Le Premier ministre espagnol Pedro Sánchez lors d’une conférence de presse au palais de la Moncloa à Madrid
Le « prix » auquel elle faisait référence est l’amnistie controversée pour les migrants accordée par le Premier ministre socialiste Pedro Sánchez.
Parce que dans un acte de générosité qui suscite quelques réactions négatives ici, Sánchez accorde le statut de résident à un demi-million d’étrangers illégaux sans papiers. Il insiste sur le fait que cela stimulera l’économie et fera de l’Espagne un endroit où il fait bon vivre pour tous, quelle que soit leur appartenance ethnique.
Eh bien, c’est le plan.
L’amnistie est en vigueur du 17 avril au 30 juin après que Sanchez l’a promulguée par décret, contournant le vote parlementaire. Il offre un permis de séjour d’un an renouvelable à ceux qui peuvent prouver qu’ils sont en Espagne depuis cinq mois et qu’ils ont un casier judiciaire vierge.
C’est la paperasse que Bakari et ses amis ont traitée mardi – pour ensuite être frustrés après avoir fait la queue dès le petit matin lorsqu’on leur a dit qu’il n’y avait plus de rendez-vous ce jour-là.
Pour de nombreux Espagnols, l’invasion de l’ambassade de Gambie était l’expression frappante d’un plan irréalisable.
Miguel Ángel García Martín, porte-parole du gouvernement régional de Madrid, a déclaré : “Nous sommes inquiets car nous donnons l’image d’un pays plongé dans un chaos total, avec un processus de régularisation qui a été vicié dès le départ”. Il a ajouté que le conflit “a submergé les services de nombreuses communes”.
Pendant ce temps, Alberto Núñez Feijo, président du Parti populaire conservateur espagnol, a qualifié le plan de récompense des socialistes pour « l’illégalité ».

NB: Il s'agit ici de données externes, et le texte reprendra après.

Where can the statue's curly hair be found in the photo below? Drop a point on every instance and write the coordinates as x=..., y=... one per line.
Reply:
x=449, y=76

Les migrants font la queue dans le quartier gothique de Barcelone pour demander de l’aide concernant les documents et les procédures de légalisation des migrants promus par le gouvernement espagnol.
Dès que l’invasion de l’ambassade a été repoussée par la police, de nouveaux troubles ont été signalés au loin alors que des milliers de personnes se précipitaient pour remplir leurs formalités administratives.
La police a eu du mal à contenir une bagarre massive entre migrants à Murcie, sur la côte sud-est, les responsables attribuant le chaos à un système surchargé. “Nous nous y attendions et maintenant nous commençons à voir les premiers problèmes”, a déclaré un porte-parole de la police.
Il a également été signalé que des centaines de migrants auraient pu obtenir un statut légal sans extrait de casier judiciaire parce que les agents chargés de traiter leurs demandes utilisaient un manuel de formation contenant des erreurs.
Parallèlement, les syndicats municipaux de Séville ont averti que la « pression extrême » et la surpopulation créaient de fortes tensions entre les employés et le public.
Les syndicats réclament davantage de personnel, plus de sécurité et d’indemnisation pour les travailleurs contraints de faire face au chaos.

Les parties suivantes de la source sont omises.